Kenapa orang jahat diberkati?  KarenaAllah itu murah hati yang memberkati semua orang termasuk orang jahat juga.  Yesus berkata dalam Matius 5:45, “Karena dengan demikianlah kamu menjadi anak-anak Bapamu yang di sorga, yang menerbitkan matahari bagi orang yang jahat dan orang yang baik dan menurunkan hujan bagi orang yang benar dan orang yang tidak benar.”  Yesus juga berkata dalam Lukas 6:35b, “dan kamu akan menjadi anak-anak Allah yang Mahatinggi, sebab Ia baik terhadap orang-orang yang tidak tahu berterima kasih dan terhadap orangorang jahat.”

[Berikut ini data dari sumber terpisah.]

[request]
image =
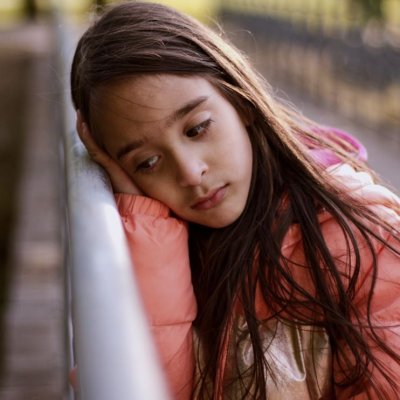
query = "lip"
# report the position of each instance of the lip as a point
(214, 198)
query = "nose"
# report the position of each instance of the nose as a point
(190, 170)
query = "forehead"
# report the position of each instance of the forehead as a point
(146, 99)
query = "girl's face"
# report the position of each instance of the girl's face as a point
(181, 142)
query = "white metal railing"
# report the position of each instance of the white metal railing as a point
(114, 351)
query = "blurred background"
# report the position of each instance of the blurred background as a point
(337, 61)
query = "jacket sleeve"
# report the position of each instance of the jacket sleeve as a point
(385, 303)
(159, 251)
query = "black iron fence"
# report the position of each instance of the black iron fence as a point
(338, 52)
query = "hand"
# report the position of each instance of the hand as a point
(120, 180)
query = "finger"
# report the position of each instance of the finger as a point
(120, 180)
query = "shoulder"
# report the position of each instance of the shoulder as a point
(361, 186)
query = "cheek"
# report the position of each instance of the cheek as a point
(158, 189)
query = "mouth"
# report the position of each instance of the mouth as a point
(212, 199)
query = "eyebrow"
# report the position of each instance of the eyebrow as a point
(170, 120)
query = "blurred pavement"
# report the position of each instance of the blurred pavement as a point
(33, 341)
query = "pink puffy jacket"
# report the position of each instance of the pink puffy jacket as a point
(159, 251)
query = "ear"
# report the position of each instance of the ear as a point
(247, 115)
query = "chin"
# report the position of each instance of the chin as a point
(219, 221)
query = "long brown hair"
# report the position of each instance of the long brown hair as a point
(288, 188)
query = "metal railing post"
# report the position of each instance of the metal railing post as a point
(114, 350)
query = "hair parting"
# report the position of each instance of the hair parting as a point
(231, 266)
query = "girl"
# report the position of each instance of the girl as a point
(293, 286)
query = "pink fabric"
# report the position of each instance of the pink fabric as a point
(327, 158)
(159, 251)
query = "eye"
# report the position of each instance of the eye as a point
(148, 165)
(199, 129)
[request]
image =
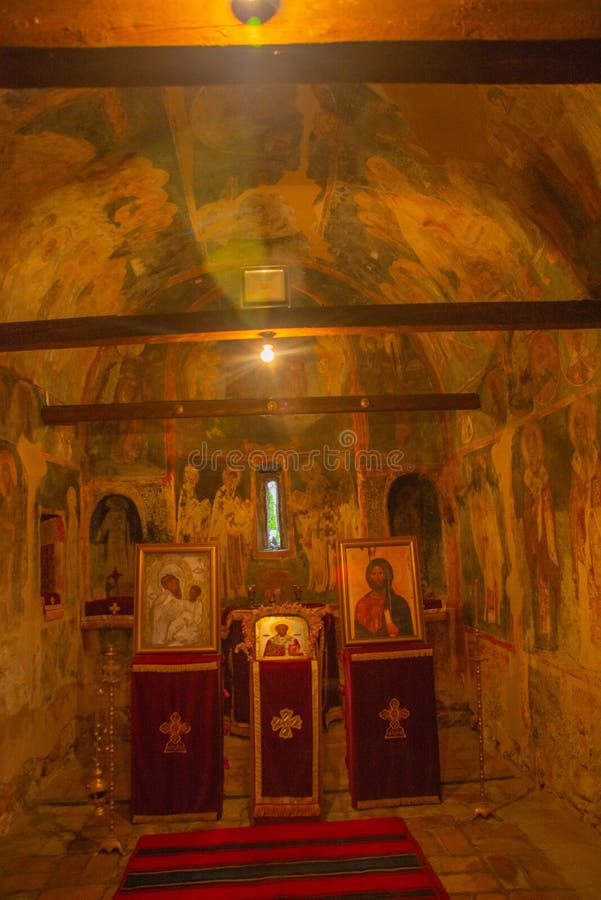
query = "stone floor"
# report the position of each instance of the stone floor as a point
(528, 846)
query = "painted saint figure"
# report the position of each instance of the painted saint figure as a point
(381, 612)
(539, 536)
(282, 643)
(176, 620)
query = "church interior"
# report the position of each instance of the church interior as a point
(402, 204)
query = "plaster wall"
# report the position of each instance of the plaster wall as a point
(533, 603)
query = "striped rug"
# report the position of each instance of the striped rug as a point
(360, 859)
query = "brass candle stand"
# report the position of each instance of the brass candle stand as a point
(110, 676)
(483, 810)
(97, 785)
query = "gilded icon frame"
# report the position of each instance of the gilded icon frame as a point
(364, 620)
(164, 621)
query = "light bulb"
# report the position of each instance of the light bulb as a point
(254, 12)
(267, 354)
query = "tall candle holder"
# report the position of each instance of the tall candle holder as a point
(483, 810)
(111, 675)
(97, 785)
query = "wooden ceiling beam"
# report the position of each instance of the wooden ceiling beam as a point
(569, 61)
(302, 321)
(277, 406)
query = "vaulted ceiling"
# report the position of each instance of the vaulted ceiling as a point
(126, 199)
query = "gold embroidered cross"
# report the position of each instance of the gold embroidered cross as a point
(394, 715)
(175, 728)
(285, 722)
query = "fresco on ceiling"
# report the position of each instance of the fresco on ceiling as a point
(129, 200)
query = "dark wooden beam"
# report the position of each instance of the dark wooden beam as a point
(302, 321)
(424, 62)
(277, 406)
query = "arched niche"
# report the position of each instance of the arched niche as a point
(414, 509)
(115, 529)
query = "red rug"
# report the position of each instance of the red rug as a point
(362, 859)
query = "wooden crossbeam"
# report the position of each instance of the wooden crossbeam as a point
(302, 321)
(557, 61)
(288, 406)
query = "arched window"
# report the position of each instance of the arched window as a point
(272, 522)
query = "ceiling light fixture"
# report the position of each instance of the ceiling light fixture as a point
(254, 12)
(267, 353)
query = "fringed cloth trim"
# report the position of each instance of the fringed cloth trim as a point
(397, 801)
(176, 817)
(173, 667)
(286, 810)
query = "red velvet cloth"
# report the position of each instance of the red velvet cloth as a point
(363, 858)
(392, 739)
(177, 736)
(285, 739)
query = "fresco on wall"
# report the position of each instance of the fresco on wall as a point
(484, 558)
(131, 447)
(58, 494)
(115, 528)
(585, 515)
(324, 511)
(215, 506)
(413, 510)
(12, 534)
(535, 506)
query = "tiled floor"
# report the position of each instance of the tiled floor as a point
(530, 847)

Mungkin kita bisa memandang masalah ini dari pandangan berikut: Orang jahat menikmati kesenangan dalam kekayaan untuk sementara waktu tetapi akan disiksa selamalamanya di dalam api neraka.  Orang benar mengalami banyak kekurangan dan kesulitan sementara di bumi ini tetapi akan menikmati kesenangan kekal di sorga kelak.  Jadi kita mempunyai pilihan: Apakah kita mau bersenang-senang sementara di bumi dan disiksa selama-lamanya dalam neraka?  Atau apakah kita mau menderita sementara di bumi saja dan bersenang-senang selama-lamanya di sorga?